Sunday, October 18, 2009. 10:10 AM
The Healing Power of Prayer
Anne Brower
The Sunday Forum: Critical Issues in the Light of Faith
Deryl Davis, host
Priest and nationally recognized physician Anne Brower meets with Deryl Davis, producer of the Sunday Forum, to discuss the meaning of healing and the role prayer plays in wholeness and well-being.
Since time immemorial, listening and touching were the main components of what Brower calls the “art of medicine.” Today, however, many physicians spend only a few minutes with a patient before turning the patient over to a machine for an MRI, X-ray, or other procedure.
Crucial aspects of care are lost when conversation and touch are removed from care. Common terms elucidate the position of the patient—and the people around that patient—when an ailment strikes. “Disease is the organic thing that attacks” the body, she says. “Illness is your response to your disease,” she adds, pointing out that illness is the hardest challenge for people with a disease to face. “Sickness is the social response to your disease,” she comments. Early AIDS patients, for example, were the lepers of our day. Shunning patients is a sickness that makes it harder for patients to recover.
How do people recover from disease, illness, and sickness? Brower defines cure as restoring the body to its original state before the disease or injury. Because this often cannot happen, medical conditions are managed to enable patients to function better. (“Forget about cure,” Brower summarizes.)
By contrast, healing is a way of living that involves both medical ailments and “any kind of brokenness,” Brower says. “We have to live our lives constantly towards healing…. That’s change. That’s coming closer to God every moment of our lives. It involves love, it involves surrender, it involves moving out of where we are to a new place.”
After his crucifixion and resurrection, Jesus himself appeared before the disciples with his wounds still present.
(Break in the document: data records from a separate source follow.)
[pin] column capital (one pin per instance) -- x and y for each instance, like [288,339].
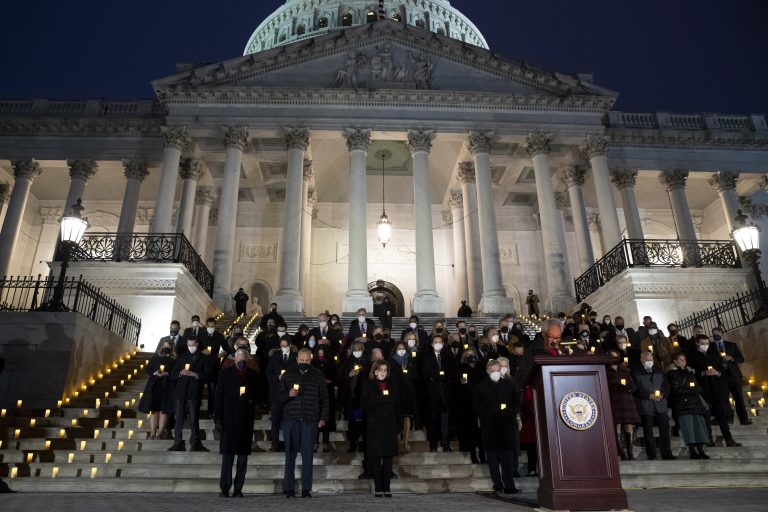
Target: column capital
[623,177]
[134,169]
[358,139]
[176,137]
[420,140]
[191,169]
[456,198]
[308,170]
[480,142]
[673,179]
[724,180]
[538,143]
[81,169]
[594,145]
[574,176]
[236,137]
[205,195]
[466,172]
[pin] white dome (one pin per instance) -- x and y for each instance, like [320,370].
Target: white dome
[302,19]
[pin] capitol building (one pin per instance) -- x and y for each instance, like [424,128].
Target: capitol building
[492,175]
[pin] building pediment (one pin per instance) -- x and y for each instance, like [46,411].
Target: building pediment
[380,56]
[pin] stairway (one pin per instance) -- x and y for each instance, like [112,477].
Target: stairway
[106,449]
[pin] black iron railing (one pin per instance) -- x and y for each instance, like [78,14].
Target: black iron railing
[145,247]
[656,253]
[743,309]
[28,293]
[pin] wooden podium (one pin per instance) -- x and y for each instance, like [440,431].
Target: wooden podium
[578,462]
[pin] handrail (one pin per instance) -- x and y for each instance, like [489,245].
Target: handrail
[633,253]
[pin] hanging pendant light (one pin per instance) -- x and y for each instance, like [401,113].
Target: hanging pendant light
[384,226]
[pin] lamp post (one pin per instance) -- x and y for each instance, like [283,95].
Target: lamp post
[747,237]
[73,227]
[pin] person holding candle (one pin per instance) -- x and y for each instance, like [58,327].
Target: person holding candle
[189,373]
[620,389]
[689,407]
[380,399]
[496,403]
[651,390]
[236,395]
[304,395]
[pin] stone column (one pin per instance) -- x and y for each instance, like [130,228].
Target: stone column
[204,197]
[574,178]
[465,175]
[624,180]
[288,297]
[456,202]
[235,140]
[559,285]
[190,171]
[357,271]
[494,300]
[595,148]
[24,172]
[725,184]
[426,300]
[80,171]
[135,172]
[176,139]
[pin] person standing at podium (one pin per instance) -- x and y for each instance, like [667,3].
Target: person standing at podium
[496,403]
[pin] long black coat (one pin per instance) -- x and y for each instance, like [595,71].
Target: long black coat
[235,412]
[158,389]
[498,426]
[382,417]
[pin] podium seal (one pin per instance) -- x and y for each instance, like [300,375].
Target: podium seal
[578,410]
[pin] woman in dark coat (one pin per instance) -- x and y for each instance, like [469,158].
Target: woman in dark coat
[467,426]
[158,393]
[621,388]
[404,368]
[380,399]
[688,406]
[323,360]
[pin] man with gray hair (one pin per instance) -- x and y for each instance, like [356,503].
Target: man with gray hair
[304,395]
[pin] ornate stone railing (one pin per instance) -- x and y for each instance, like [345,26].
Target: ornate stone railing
[656,253]
[145,247]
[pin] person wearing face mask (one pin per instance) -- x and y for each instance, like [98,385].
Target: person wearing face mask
[351,378]
[438,370]
[404,368]
[273,316]
[380,399]
[497,403]
[467,430]
[189,373]
[621,388]
[304,395]
[322,359]
[689,407]
[651,391]
[281,359]
[711,376]
[236,395]
[158,393]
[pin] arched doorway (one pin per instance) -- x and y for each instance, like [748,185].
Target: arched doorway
[386,295]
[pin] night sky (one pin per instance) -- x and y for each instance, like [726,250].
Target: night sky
[663,55]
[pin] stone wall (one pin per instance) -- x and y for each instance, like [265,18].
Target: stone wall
[48,355]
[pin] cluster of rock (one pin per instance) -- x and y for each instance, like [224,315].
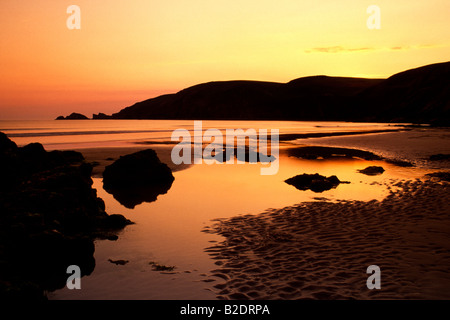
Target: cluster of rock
[314,182]
[73,116]
[137,178]
[49,218]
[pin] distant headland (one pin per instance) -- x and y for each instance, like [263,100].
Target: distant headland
[420,95]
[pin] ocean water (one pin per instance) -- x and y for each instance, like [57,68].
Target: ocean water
[75,134]
[168,231]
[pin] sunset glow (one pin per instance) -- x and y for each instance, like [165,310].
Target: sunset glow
[128,51]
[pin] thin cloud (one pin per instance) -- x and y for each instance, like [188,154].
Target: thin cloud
[338,49]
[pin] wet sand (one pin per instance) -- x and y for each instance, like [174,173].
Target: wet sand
[321,250]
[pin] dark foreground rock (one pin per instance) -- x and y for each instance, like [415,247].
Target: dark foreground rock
[244,155]
[49,218]
[441,175]
[137,178]
[372,171]
[313,153]
[314,182]
[439,157]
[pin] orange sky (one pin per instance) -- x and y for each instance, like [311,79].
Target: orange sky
[128,51]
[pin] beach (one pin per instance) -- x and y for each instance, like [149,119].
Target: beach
[320,249]
[227,232]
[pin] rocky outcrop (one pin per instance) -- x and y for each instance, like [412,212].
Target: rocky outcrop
[49,218]
[73,116]
[137,178]
[314,182]
[312,153]
[418,95]
[372,170]
[100,116]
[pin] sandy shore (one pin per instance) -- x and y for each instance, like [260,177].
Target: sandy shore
[321,250]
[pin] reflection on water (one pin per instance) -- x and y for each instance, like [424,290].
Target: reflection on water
[168,231]
[168,223]
[133,195]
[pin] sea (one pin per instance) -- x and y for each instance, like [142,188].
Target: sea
[171,230]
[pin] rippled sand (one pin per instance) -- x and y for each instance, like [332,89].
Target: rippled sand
[321,250]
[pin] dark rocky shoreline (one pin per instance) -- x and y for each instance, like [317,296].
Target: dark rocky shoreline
[49,218]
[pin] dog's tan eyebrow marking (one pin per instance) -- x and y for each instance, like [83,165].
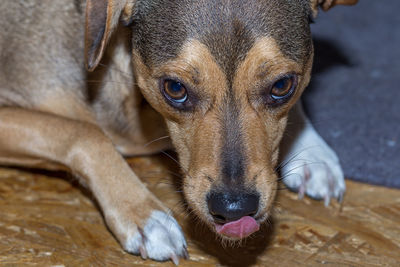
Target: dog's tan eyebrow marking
[264,59]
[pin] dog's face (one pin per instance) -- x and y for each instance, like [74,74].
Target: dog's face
[224,75]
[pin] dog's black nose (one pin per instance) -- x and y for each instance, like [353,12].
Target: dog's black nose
[231,206]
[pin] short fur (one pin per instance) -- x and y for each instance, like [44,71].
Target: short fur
[227,53]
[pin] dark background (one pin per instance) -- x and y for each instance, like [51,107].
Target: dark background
[353,99]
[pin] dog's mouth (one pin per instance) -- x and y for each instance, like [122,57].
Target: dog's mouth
[238,229]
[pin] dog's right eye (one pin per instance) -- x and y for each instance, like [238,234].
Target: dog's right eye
[175,91]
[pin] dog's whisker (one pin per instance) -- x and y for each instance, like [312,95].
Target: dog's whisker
[110,81]
[157,139]
[177,162]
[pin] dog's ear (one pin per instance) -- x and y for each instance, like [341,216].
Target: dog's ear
[327,4]
[102,18]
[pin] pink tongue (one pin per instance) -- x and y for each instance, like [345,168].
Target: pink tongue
[238,229]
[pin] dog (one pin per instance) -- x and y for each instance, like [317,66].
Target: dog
[222,79]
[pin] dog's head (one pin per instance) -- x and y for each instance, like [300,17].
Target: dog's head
[224,75]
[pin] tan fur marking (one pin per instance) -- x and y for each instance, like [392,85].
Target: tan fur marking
[197,134]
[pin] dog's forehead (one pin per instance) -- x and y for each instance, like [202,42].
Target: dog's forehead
[228,28]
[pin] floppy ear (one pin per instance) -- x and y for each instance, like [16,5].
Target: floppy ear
[102,18]
[327,4]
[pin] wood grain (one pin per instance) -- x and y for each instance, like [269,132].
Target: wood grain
[46,219]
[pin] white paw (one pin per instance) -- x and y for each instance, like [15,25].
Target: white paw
[161,239]
[310,166]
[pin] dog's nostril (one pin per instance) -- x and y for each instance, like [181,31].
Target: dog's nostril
[227,207]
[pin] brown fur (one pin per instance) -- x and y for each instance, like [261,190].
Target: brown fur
[53,111]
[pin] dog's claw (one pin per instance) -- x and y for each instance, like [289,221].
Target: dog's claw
[185,253]
[175,259]
[143,252]
[327,200]
[340,197]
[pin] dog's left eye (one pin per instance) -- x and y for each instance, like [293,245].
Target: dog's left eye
[175,91]
[283,88]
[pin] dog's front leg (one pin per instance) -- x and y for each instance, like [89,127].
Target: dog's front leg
[137,218]
[309,165]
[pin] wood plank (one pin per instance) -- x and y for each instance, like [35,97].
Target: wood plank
[47,219]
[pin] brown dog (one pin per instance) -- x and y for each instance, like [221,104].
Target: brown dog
[220,75]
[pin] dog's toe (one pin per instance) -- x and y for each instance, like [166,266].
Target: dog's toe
[160,239]
[317,173]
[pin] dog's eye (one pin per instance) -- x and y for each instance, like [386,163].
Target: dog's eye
[283,88]
[175,91]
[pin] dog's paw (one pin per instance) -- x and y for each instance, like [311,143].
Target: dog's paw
[160,239]
[311,167]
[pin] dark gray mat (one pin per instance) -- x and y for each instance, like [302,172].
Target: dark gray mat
[353,99]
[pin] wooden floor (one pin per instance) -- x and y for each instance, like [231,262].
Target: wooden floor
[49,221]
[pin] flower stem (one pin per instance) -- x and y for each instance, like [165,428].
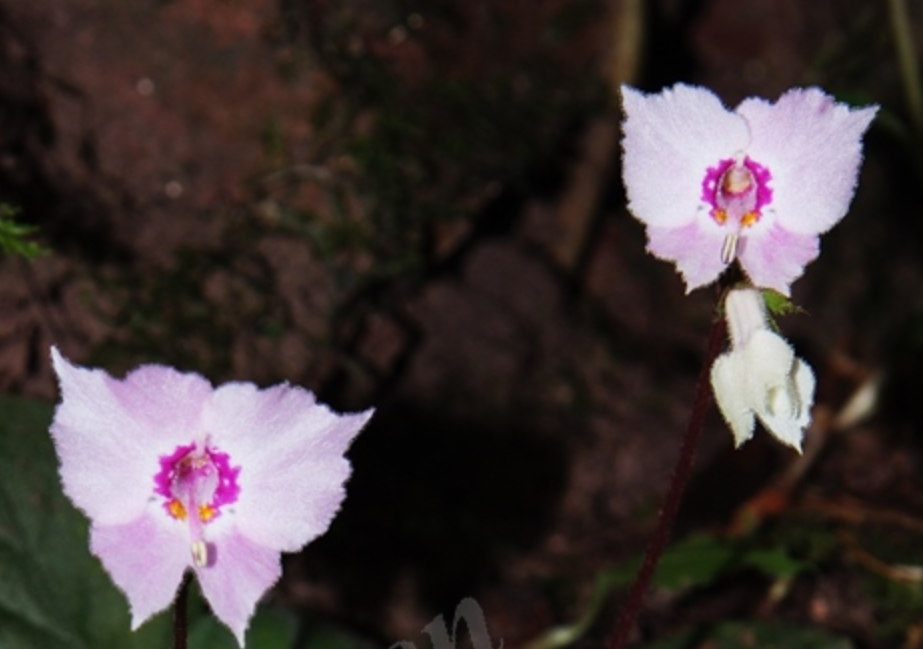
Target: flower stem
[681,472]
[180,622]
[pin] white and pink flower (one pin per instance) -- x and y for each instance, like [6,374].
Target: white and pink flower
[176,475]
[758,184]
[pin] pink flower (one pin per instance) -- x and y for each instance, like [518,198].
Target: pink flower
[177,475]
[758,184]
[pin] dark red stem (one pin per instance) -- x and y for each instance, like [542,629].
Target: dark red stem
[681,472]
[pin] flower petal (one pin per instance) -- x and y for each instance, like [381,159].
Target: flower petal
[727,375]
[107,446]
[694,248]
[670,140]
[774,257]
[239,575]
[788,427]
[292,483]
[813,148]
[146,559]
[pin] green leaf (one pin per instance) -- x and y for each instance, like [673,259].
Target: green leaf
[53,593]
[700,558]
[778,304]
[765,635]
[14,236]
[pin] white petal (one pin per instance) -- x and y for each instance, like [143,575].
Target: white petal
[728,375]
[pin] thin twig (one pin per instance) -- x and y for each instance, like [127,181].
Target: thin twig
[907,60]
[681,473]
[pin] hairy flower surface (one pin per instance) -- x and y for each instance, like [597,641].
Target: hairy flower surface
[758,184]
[176,475]
[760,377]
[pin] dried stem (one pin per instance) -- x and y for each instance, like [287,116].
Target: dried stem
[674,497]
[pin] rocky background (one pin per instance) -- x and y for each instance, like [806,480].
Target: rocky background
[418,206]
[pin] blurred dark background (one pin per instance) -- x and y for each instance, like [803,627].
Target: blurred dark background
[418,206]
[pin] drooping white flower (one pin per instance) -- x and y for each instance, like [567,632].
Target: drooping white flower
[760,377]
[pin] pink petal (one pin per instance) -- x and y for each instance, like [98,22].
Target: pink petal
[239,574]
[813,148]
[695,248]
[106,457]
[146,559]
[774,257]
[292,483]
[670,140]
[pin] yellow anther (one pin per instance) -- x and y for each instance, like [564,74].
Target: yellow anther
[177,510]
[206,513]
[750,218]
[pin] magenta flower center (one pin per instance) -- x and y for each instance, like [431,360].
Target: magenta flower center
[737,191]
[196,481]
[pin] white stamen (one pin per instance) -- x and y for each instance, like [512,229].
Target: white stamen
[199,553]
[729,249]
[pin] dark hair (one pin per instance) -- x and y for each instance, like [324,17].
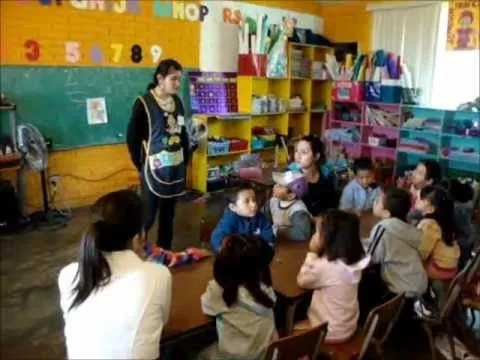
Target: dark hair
[397,201]
[164,68]
[234,197]
[118,217]
[433,170]
[438,197]
[341,235]
[317,146]
[362,163]
[459,191]
[243,261]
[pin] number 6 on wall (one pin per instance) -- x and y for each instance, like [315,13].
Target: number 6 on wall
[72,52]
[117,52]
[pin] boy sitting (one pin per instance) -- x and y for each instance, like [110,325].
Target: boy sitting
[242,217]
[289,214]
[361,192]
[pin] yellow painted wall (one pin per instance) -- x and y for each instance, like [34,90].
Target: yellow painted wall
[90,172]
[348,22]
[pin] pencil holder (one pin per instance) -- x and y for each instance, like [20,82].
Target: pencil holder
[252,64]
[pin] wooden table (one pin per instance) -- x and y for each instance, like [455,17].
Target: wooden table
[190,282]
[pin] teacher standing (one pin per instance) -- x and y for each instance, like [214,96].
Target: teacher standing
[159,147]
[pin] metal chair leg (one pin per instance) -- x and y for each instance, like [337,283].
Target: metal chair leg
[431,340]
[450,339]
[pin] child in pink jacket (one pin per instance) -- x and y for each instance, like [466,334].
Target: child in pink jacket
[333,269]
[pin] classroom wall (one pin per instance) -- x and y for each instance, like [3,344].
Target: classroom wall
[348,22]
[35,33]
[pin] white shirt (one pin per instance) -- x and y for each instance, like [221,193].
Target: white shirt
[125,318]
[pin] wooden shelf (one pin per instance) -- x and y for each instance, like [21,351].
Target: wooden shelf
[229,153]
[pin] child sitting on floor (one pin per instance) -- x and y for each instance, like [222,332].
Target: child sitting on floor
[241,298]
[438,248]
[427,173]
[242,217]
[393,247]
[360,193]
[290,216]
[333,268]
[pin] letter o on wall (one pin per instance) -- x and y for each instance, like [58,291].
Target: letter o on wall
[192,12]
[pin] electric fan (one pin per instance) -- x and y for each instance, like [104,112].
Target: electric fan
[32,144]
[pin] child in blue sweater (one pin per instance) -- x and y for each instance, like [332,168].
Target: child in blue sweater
[360,193]
[242,217]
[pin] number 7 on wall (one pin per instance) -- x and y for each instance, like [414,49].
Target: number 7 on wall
[117,52]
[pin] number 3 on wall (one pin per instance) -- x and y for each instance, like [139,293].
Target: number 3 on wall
[72,52]
[33,48]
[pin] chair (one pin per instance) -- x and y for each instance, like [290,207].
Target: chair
[378,326]
[443,318]
[470,299]
[304,346]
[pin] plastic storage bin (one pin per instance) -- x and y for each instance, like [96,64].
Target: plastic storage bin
[348,91]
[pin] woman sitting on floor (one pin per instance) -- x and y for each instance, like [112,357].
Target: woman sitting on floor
[114,304]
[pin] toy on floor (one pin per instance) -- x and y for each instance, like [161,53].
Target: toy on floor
[173,259]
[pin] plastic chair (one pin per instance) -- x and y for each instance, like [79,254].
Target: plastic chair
[304,346]
[470,300]
[443,318]
[378,326]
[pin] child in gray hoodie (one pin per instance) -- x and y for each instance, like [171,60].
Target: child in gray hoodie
[393,246]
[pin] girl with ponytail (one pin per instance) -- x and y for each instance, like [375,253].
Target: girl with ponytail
[114,304]
[241,297]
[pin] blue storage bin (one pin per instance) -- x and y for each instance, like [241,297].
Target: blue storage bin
[391,94]
[372,91]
He invited “doubting Thomas” to touch the wounds. Why didn’t Jesus come back in a medically perfect, cured state? Brower believes that Jesus’ message was: I am whole, with my wounds.
People may come to a healing ministry to ask that their cancer be cured, but that is not the purpose of healing prayers. Those who pray “will lift you up to God, and ask that God be with you … that you might feel his healing touch…. Healing is basically helping you to move with your disease through and beyond it to a higher consciousness … a higher presence with God,” Brower explains.
What of the miraculous cures related in the New Testament? “I believe, yes, Jesus performed cures. I can’t get around that,” Brower says. “But if you notice … every cure that he did … he used that moment to talk about the kingdom of God.”
Jesus “also talked about, ‘Your faith has made you well,’” Brower points out. “I think that he was doing the cure to talk about the healing aspect, or to talk about the kingdom of God.
“If he had really wanted cure to be the real thing, he would have cured everybody,” she adds. But Jesus did not cure everyone. He healed, always talking to one person, always with a touch to the ears, or the mouth, or another part of the body.
Does suffering confer wisdom? Brower doubts that people must suffer as Job did in order to gain wisdom. “The trick is to get beyond your disease or your brokenness,” and reach a higher spiritual plane or a greater wisdom.
About The Rev. Dr. Anne C. Brower
The Rev. Dr. Anne C. Brower is senior chaplain and director of the Healing Ministry at Washington National Cathedral. She is a graduate of Columbia University’s College of Physicians and Surgeons and was honored in 1997 by the American Association of Women Radiologists as “The Most Outstanding Woman Radiologist” in the nation. Her most recent book is I Am Not Ready to Die Just Yet: Stories of Healing.